Firarda SIRRA KADEM BASMALAR DA, kaybolanlığında, İNSANLIĞI ARAYIP, BULUP, mal edinme adına .....
Peşi sıra SEYİRTME SEFERLERİNDE, PÜRMELAL .....
Ahuzarlığında, hicran makamında dillenirken, ÖZÜM ......
Dur,duraksız kan ağlar, iki gözüm ..
KAN AĞLAR, İKİ GÖZÜM ......!
Fel-fecirliklerde, yasın, karasında .....!
Derdin-yaranın, ondurmayanlığıyla, iflah etmeyenliğinde ..
Kurumuş pınar gözesinden farksızlığında ..
Perde, perde boz inerek, ışığa, hayata ve hasılı ......
Ömür ve gönül makarasının  sarı'ya hasretliklerde kara bağlamışlığına yoldaşlıklarda ....
Çilekeş ömre göz olanlığında .....
Durdık yerde,kendine bile küsen, tıpkı ağu küpüne dönen, yüreğim gibi ......
Çilelerle bezeli hayata ve acımasızlığında ......
Ömrümü dip-kapı kuşatan, zamana yenikliğinde, zamana yenik düşüp, için, için çürüyüp  göynümüşlüğünde, kanını, hicranını içine atar-akıtır, içine .....!
Neme,yaşa kesen duvarlar, kayalar misali ......

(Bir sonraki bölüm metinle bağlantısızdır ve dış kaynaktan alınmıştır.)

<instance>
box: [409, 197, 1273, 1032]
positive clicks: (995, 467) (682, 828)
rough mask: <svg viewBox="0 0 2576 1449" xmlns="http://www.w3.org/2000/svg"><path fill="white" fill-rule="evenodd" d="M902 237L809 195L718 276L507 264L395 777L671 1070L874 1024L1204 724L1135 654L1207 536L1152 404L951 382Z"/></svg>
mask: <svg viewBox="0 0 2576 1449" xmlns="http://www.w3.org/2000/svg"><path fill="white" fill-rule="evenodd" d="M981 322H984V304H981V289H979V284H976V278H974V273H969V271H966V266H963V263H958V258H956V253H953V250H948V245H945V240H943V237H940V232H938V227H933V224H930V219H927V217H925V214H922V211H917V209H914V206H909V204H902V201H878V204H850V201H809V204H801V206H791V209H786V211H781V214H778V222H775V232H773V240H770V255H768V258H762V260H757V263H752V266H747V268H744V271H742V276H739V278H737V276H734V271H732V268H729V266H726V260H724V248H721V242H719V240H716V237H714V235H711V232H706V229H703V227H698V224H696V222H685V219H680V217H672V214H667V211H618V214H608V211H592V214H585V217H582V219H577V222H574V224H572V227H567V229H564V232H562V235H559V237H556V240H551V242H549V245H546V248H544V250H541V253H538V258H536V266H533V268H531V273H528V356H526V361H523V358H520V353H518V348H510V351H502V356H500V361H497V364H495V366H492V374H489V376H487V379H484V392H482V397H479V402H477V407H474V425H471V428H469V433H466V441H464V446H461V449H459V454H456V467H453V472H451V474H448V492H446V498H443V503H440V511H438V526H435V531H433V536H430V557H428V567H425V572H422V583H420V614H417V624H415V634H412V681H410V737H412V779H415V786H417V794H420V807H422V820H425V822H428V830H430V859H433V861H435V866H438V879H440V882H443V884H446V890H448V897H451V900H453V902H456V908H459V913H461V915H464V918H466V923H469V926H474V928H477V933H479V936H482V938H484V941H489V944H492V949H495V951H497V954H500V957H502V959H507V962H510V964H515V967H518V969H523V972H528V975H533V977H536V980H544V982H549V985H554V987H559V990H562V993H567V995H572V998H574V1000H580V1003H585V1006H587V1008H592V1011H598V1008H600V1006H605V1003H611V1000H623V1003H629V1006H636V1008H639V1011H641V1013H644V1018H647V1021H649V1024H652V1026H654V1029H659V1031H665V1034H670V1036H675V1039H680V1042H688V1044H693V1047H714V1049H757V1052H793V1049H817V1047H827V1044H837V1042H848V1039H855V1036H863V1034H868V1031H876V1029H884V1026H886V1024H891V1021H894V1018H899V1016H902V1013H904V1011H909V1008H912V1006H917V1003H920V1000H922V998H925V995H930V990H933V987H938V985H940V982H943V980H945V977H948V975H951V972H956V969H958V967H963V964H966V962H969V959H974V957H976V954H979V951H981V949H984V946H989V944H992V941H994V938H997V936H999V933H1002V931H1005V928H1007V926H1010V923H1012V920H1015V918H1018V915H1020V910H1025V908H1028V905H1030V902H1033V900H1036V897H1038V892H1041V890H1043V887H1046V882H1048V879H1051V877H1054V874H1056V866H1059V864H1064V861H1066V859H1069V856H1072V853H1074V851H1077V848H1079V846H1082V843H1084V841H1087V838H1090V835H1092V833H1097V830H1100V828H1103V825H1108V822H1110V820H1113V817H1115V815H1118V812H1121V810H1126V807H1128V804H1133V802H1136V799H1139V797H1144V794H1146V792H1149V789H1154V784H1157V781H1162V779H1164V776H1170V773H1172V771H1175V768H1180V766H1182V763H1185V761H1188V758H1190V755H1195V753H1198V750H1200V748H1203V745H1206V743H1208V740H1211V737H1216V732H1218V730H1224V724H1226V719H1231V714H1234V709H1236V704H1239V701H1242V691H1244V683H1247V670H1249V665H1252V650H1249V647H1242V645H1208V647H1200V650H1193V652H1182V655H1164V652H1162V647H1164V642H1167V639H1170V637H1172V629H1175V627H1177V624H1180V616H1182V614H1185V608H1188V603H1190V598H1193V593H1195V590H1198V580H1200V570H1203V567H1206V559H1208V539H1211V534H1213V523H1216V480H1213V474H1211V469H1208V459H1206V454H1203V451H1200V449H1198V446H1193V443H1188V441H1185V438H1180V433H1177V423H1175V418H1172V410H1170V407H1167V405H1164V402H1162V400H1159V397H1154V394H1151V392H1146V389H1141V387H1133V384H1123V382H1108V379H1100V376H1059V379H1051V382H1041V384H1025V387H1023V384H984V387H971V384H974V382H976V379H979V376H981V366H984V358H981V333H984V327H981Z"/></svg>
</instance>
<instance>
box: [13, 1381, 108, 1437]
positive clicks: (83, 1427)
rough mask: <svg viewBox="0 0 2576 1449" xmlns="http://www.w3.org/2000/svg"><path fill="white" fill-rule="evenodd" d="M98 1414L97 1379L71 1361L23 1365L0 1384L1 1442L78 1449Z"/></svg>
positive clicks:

Deliye-holu'ya bayram-seyran, düğün-dernek, şenlik-şamata, coşku neyse ..... 
Benim içinde ömür, gün ve << - Gönlünce at oynatıp, fink atan .!'' Zaman, hep odur, o .......!
Ömür yularımın hep onun elindeğinde ben, beni bildim, bileli dilediğince atıp, eğiriyor, sürüp-savuruyor,anlaycağınız .......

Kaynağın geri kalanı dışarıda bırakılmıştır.